About the “Pattern and Colour” cards you designed: Why is the early 1960s your go-to place for visual pleasure?
My parents were involved in the counterculture in the late 1960s. We lived on Panhandle Park in Haight-Ashbury. I was bad at being anti-establishment. I didn’t like their friends; they seemed lazy and had no ambition. I wasn’t crazy about the music; it was too loud. I refused to wear the standard hippie wear; I had a nautical captain’s hat and cowboy hat. I can look at that time now and consider myself fortunate to have lived through it. There aren’t too many people who lived below Janis Joplin’s band and ran around at happenings in Golden Gate Park.

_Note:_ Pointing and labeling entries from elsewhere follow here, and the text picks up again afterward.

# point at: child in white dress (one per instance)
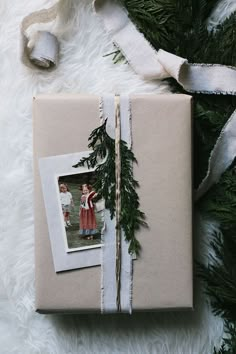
(66, 203)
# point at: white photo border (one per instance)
(50, 169)
(68, 250)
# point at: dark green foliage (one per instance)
(103, 156)
(179, 26)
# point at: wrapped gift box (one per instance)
(161, 132)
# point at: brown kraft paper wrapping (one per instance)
(161, 132)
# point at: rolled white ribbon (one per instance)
(199, 78)
(149, 64)
(45, 51)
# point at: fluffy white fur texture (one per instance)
(84, 69)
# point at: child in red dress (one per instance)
(87, 219)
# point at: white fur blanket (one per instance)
(83, 68)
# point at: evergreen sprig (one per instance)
(180, 27)
(103, 159)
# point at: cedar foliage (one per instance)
(180, 27)
(103, 158)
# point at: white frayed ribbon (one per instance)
(199, 78)
(116, 294)
(149, 64)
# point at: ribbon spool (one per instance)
(45, 52)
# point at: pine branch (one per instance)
(131, 218)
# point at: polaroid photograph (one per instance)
(76, 217)
(82, 212)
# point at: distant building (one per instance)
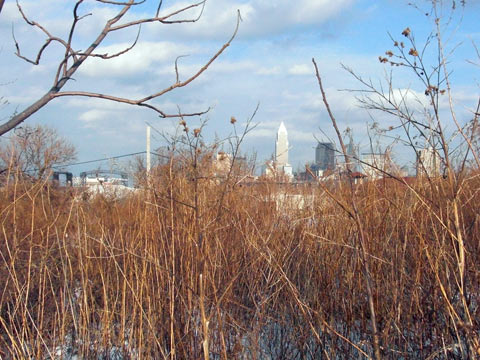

But that free-spirited attitude didn’t play out too well as I grew older. We moved too often, changed schools constantly, and had no roots beside my grandparents’ house. The cultural revolution of the 1960s led to chaos and confusion in the 1970s. So I looked at the time before the whole thing unravelled. The early ’60s were still about optimism and the great future waiting for us. It was good to be patriotic, work hard, give back, and strive for a better way of life. My alternative childhood had some good, lasting qualities.
I question authority and am willing to challenge the status quo, but I will always relate far more to the values of that optimistic time of America at the beginning of the Kennedy years.

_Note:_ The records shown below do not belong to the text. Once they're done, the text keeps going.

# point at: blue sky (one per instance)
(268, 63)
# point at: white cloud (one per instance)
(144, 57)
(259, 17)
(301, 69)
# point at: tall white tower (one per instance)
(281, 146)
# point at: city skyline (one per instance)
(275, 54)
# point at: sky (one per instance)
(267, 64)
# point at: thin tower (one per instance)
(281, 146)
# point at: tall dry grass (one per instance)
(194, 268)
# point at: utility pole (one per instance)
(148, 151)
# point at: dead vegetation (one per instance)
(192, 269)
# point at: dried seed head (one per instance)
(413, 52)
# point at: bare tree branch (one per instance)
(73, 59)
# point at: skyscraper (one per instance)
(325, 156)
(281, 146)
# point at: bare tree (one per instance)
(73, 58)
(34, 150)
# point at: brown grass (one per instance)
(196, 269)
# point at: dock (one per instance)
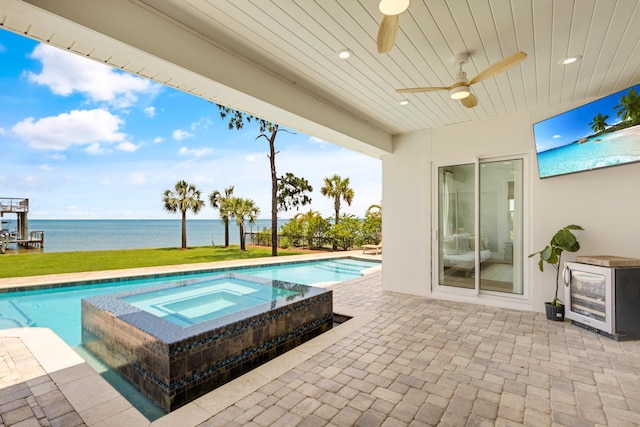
(21, 235)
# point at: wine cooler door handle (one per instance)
(566, 275)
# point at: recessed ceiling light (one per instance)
(569, 60)
(344, 54)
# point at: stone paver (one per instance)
(431, 362)
(27, 395)
(418, 362)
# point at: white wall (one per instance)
(605, 202)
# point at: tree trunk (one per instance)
(184, 229)
(336, 205)
(274, 193)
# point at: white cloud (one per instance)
(78, 127)
(65, 73)
(95, 149)
(137, 178)
(203, 122)
(180, 134)
(318, 141)
(195, 152)
(127, 146)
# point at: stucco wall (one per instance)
(605, 202)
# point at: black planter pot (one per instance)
(554, 312)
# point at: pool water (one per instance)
(201, 301)
(59, 308)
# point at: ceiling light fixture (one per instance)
(393, 7)
(569, 60)
(459, 92)
(344, 54)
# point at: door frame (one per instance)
(476, 292)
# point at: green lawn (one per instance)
(35, 264)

Tell me about your grandmother, and how her dish towels helped inspire your “Ships Ahoy!”
Both my grandparents’ houses and the ranch were the only stable places my brother, sister, and I had as children. My maternal grandmother was an amazing woman. She came from a long line of Virginia aristocracy and reminded us of this every day. She homesteaded in Aspen in 1915 and shot a bear when she was 17. She was a refined southern lady, but tough as nails. My paternal grandmother was a die-hard Nevadan. She grew up in a tiny town, Caliente, Nevada, but had an incredible sense of design. She could make a masterpiece out of a coffee tin.
Right now, we’re in the process of cleaning out the house in Reno. My grandparents died five years ago, but we’ve been unable to alter anything. Each item in the house has so much sentimental value, from the grandfather clock to the dish towels. But it makes no sense to stop time and seal the doors. There isn’t an exact dish towel that matches the business card illustrations; I borrowed the attitude of several of them. Of course, I have a big plastic bin with too many of them.
I can see how this is the slow decline into hoarding.
Okay, those “Sad Places” cards: How did the perpetually radiant Sean Adams get in touch with his inner bleakness?
Thanks for the compliment, Michael. But ask any of my close friends if I’m perpetually radiant; they’d say, “Are you nuts? He’s a mean terrier.”
This is a complicated issue because it is personal. I don’t want to drop into a Vanity Fair tell-all of misery here, but as you can see from my 1960s answer, stability was job two when I was growing up. I take pictures of these places because I know them. I recall that feeling of being trapped, with little hope and no solutions. Fortunately, I never surrendered and allowed myself to slip in a lethargic state of self-pity.
Now, you ask, why would anyone want a business card of sad places where all hope is lost? I wanted them because I love the contradiction. Handing someone a business card is an act of optimism. It says, “Hi, this is me. I want to know you.” I love the idea of pairing this optimism and hope with the complete opposite. I love that I can hand this to someone and they will look at it and smile, say “thanks,” then turn it over and look at me puzzled. That’s making an impact, which is a business card’s job.
Any other public projects in the works?
I'm working on a couple of remarkable projects for the Natural History Museum now. I can’t say anything specific yet; look for openings mid-2013. I'm incredibly proud of the work done to date, and it’s frustrating to keep it secret, but it’s worth the wait.